To show that, I begin again in the age of the four men I have already referred to. In 1849 a Unitarian minister, Edmund Hamilton Sears, wrote a Christmas carol entitled “It Came Upon The Midnight Clear”.

I will read to you the first two lines of verse three from an old Unitarian hymnal:

But with the woes of sin and strife the world has suffered long;

beneath the angel-strain have rolled two thousand years of wrong.

And now, those same lines from our newest hymnal, published in 1993:

But with the woes of WAR and strife the world has suffered long;

beneath the angel-strain have rolled two thousand years of wrong.

What is our modern Unitarian Universalist approach to “sin”—we have edited it out.

We generally do not like the concept of sin, seeing it as a destructive concept rather than a helpful one.

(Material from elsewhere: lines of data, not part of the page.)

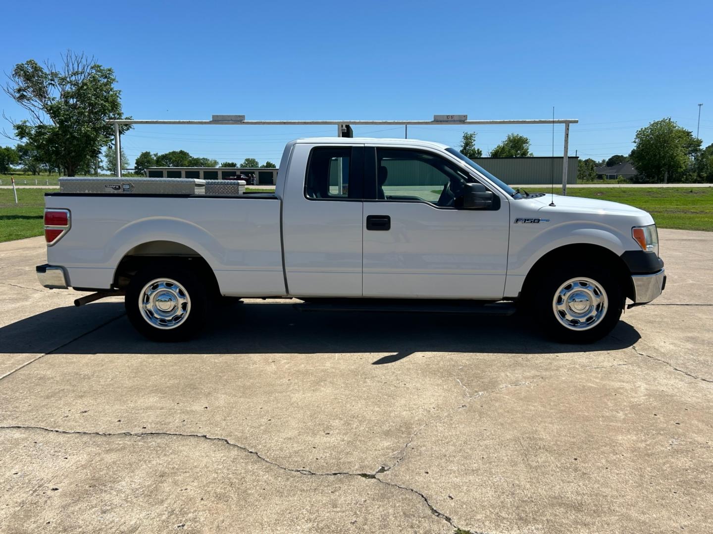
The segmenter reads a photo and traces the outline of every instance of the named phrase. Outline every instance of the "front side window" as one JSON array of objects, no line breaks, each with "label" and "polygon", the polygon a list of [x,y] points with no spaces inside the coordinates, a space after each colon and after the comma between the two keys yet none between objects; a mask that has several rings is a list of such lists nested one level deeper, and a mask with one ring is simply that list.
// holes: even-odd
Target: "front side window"
[{"label": "front side window", "polygon": [[430,152],[376,149],[376,199],[425,201],[453,207],[467,178],[447,161]]},{"label": "front side window", "polygon": [[[352,147],[313,148],[307,164],[304,196],[312,199],[361,199],[358,187],[350,187]],[[358,184],[356,184],[358,185]]]}]

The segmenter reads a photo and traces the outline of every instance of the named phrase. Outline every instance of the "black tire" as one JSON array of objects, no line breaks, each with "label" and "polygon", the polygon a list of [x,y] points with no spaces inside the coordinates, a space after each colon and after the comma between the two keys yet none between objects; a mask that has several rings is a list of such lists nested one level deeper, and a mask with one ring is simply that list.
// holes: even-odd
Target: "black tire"
[{"label": "black tire", "polygon": [[[605,294],[606,305],[603,306],[603,313],[599,315],[597,307],[599,305],[591,305],[589,308],[589,313],[593,314],[590,320],[593,326],[588,326],[586,320],[572,319],[571,315],[568,315],[567,312],[561,309],[566,308],[565,299],[559,298],[558,303],[560,305],[558,311],[555,309],[553,301],[560,288],[569,281],[580,278],[595,283],[593,286],[595,298],[593,299],[595,303],[597,303],[596,299],[601,299],[598,290],[603,289]],[[575,282],[568,284],[563,291],[572,295],[580,288],[590,291],[591,287],[583,285],[583,282]],[[532,293],[530,295],[530,309],[545,334],[563,343],[591,343],[602,339],[617,325],[624,308],[625,297],[621,284],[613,269],[607,269],[605,266],[593,266],[585,263],[552,266],[535,281]]]},{"label": "black tire", "polygon": [[[173,318],[178,317],[175,324],[166,322],[163,325],[155,325],[149,318],[152,314],[140,308],[139,303],[144,299],[144,288],[150,282],[156,280],[173,281],[178,284],[165,284],[164,293],[169,295],[166,298],[167,302],[173,298],[170,295],[175,293],[179,295],[175,304],[181,306],[182,303],[179,303],[179,299],[181,298],[180,295],[183,294],[188,297],[188,305],[185,306],[185,311],[188,313],[173,312]],[[158,284],[154,285],[154,288],[159,289],[162,287],[163,286]],[[205,325],[209,296],[209,288],[192,271],[180,266],[161,263],[145,267],[132,277],[126,289],[124,307],[133,327],[148,339],[163,342],[185,341],[194,337]],[[178,310],[178,308],[174,309]],[[160,318],[156,318],[157,315],[153,317],[154,322],[161,320]]]}]

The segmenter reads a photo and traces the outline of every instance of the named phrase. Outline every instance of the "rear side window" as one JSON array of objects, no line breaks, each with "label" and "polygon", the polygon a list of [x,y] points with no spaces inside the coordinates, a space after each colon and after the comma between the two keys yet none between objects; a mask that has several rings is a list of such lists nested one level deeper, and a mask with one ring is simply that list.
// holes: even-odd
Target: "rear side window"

But I want to suggest that there is good reason for us to recapture the concept of sin.

There is such a thing as sin, in the sense of “falling short” or acting against the benevolent purpose of the universe, or, at least, against benevolence.

To say there is no sin is to say I need not look at myself, assess myself. I need not change or grow.

To say there is no sin is to say that society need not change or grow.

To say that there is no sin is to claim perfection—and is that not the ultimate sin for either a person or a nation?

I claim this paradox: I am fine as I am, but I can be better.

May I be honest and gentle with myself.

I will strive to better myself in this way: To be ever more compassionate, understanding and forgiving of individual sins, and to be ever more condemning of society’s sins, seeing those as that which produces sinners.